According to the Legislative Budget Board (LBB), HB 3900 is not expected to have a fiscal implication to the State. The fiscal note does not identify any state cost, savings, revenue gain, or revenue loss associated with allowing local governments to consider whether banks, credit unions, or investment pools have a physical location and staff in Texas when adopting investment policies.
For local governments, the LBB likewise anticipates no significant fiscal implications. Because the committee substitute is permissive rather than mandatory, local governments would not be required to shift funds, change depositories, or meet a fixed investment threshold. Any administrative effect from updating an investment policy or applying the new optional evaluation factor is expected to be insignificant.
The fiscal note does not describe the impact as indeterminate or assumption-dependent, and it does not identify recurring or one-time cost drivers. In practical terms, the LBB treats the bill as a policy-discretion measure with no material state fiscal exposure and no high expected cost to local governments.
Texas Policy Research recommends that lawmakers vote NO on HB 3900. Although the Committee Substitute is substantially narrower than the introduced version, it still authorizes local governments to consider whether a bank, credit union, or investment pool has a physical location and staff in Texas when evaluating authorized investments. In practical terms, the bill invites local governments to incorporate an in-state preference into public-funds investment decisions.

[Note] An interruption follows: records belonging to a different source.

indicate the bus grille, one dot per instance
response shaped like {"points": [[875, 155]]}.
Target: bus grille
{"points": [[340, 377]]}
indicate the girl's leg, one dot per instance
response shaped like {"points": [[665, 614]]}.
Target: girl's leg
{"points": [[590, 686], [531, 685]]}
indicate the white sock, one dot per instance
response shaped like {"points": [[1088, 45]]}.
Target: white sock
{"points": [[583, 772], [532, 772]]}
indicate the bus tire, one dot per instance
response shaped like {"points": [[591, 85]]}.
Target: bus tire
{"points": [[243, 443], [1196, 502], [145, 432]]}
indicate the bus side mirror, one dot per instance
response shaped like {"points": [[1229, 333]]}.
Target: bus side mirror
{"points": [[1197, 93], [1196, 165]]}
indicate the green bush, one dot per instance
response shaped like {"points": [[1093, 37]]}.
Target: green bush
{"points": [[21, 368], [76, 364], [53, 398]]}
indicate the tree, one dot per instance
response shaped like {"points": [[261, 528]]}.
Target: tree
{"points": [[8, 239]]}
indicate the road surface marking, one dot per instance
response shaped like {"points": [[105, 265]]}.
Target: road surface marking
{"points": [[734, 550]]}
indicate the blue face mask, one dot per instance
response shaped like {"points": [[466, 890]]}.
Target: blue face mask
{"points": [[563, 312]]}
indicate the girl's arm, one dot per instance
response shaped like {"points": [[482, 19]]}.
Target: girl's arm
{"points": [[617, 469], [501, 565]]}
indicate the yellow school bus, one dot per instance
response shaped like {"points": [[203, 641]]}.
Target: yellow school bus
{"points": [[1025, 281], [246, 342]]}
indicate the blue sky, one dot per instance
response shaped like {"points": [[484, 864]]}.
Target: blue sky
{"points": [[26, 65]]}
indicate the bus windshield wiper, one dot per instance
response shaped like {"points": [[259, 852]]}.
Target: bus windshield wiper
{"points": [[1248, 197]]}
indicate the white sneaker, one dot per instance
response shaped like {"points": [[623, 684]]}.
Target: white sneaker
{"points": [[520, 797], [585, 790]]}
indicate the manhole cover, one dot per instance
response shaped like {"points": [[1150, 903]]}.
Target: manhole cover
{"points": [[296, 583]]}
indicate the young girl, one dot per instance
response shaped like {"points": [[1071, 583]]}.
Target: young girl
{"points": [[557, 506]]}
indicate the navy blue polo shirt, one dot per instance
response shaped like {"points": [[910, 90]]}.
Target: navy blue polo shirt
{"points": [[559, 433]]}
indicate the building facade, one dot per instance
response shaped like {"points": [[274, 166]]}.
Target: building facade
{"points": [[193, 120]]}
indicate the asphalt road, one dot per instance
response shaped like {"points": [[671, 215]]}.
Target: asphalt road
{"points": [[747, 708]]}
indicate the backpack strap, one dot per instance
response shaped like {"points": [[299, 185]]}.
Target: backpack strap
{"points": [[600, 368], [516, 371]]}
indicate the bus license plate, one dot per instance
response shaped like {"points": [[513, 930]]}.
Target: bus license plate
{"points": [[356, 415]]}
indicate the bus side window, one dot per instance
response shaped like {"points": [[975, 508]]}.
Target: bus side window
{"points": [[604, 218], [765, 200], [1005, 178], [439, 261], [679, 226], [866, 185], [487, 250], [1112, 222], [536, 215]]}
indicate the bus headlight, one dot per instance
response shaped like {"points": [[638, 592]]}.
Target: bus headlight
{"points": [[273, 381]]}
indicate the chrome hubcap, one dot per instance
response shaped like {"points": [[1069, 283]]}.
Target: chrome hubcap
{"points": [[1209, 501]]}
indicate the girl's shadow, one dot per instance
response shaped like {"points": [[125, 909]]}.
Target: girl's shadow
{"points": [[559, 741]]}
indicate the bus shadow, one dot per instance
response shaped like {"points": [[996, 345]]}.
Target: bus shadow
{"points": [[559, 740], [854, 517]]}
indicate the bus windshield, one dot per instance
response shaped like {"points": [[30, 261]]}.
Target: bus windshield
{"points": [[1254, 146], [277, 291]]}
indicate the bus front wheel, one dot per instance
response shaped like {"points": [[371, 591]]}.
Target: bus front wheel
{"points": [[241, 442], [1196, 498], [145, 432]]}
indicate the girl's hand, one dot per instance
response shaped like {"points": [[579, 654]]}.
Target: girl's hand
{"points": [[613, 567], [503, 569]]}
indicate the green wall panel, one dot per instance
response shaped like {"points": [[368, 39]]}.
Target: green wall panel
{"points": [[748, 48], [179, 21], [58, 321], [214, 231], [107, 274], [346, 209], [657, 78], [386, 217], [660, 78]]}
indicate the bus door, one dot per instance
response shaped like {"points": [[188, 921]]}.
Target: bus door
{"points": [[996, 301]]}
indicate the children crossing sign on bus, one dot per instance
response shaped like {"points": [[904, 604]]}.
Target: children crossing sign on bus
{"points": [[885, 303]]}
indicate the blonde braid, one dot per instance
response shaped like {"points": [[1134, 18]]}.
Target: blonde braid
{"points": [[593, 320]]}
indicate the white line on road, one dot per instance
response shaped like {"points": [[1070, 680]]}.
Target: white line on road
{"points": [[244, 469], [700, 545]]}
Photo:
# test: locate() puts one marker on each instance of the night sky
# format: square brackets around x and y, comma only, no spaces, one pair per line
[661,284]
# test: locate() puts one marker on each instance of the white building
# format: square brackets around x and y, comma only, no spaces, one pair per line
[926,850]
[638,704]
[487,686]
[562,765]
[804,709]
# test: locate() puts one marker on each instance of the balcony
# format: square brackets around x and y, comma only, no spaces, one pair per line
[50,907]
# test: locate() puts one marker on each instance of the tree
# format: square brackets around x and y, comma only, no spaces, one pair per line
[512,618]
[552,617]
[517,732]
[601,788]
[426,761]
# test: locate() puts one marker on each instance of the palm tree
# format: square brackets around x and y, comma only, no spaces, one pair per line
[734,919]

The strongest concern is free enterprise. Public funds should be invested according to neutral financial criteria: safety, liquidity, diversification, maturity, fees, and return. The bill instead permits local governments to weigh a geographic factor that is not inherently tied to investment quality or taxpayer protection. A financial institution located outside Texas may offer better terms, lower risk, stronger liquidity, or higher returns, yet the bill would allow local governments to give weight to a Texas-presence factor. That creates a government-sanctioned preference for certain market participants based on location rather than performance.
The bill is less problematic than the introduced version, which would have required at least 35 percent of certain local government investable funds to be placed in specified authorized investments in a Texas bank. The Committee Substitute removes that mandate and replaces it with permissive language. However, the policy direction remains the same: it encourages public officials to treat in-state financial presence as a legitimate investment criterion. From a maximal free-enterprise perspective, that is still a market distortion, even if it is discretionary rather than mandatory.
The fiscal note reduces concerns about immediate taxpayer exposure, but it does not eliminate the underlying policy concern. The LBB anticipates no fiscal implications to the state and no significant fiscal implications to local governments. That finding means the bill is unlikely to impose a direct administrative or budgetary burden. It does not answer whether individual local investment decisions could become less competitive if officials choose to favor Texas-based institutions over otherwise superior options.
The bill also raises a limited-government precedent concern. It does not create a new agency, criminal offense, or rulemaking grant, and the bill analysis confirms that it does not expressly grant additional rulemaking authority. Still, it expands the statutory grounds on which local governments may evaluate investments. Once state law endorses geographic preference as a factor in public-funds management, future legislation could more easily move from permission to preference, and from preference to mandate. The introduced version of this same bill demonstrates that risk.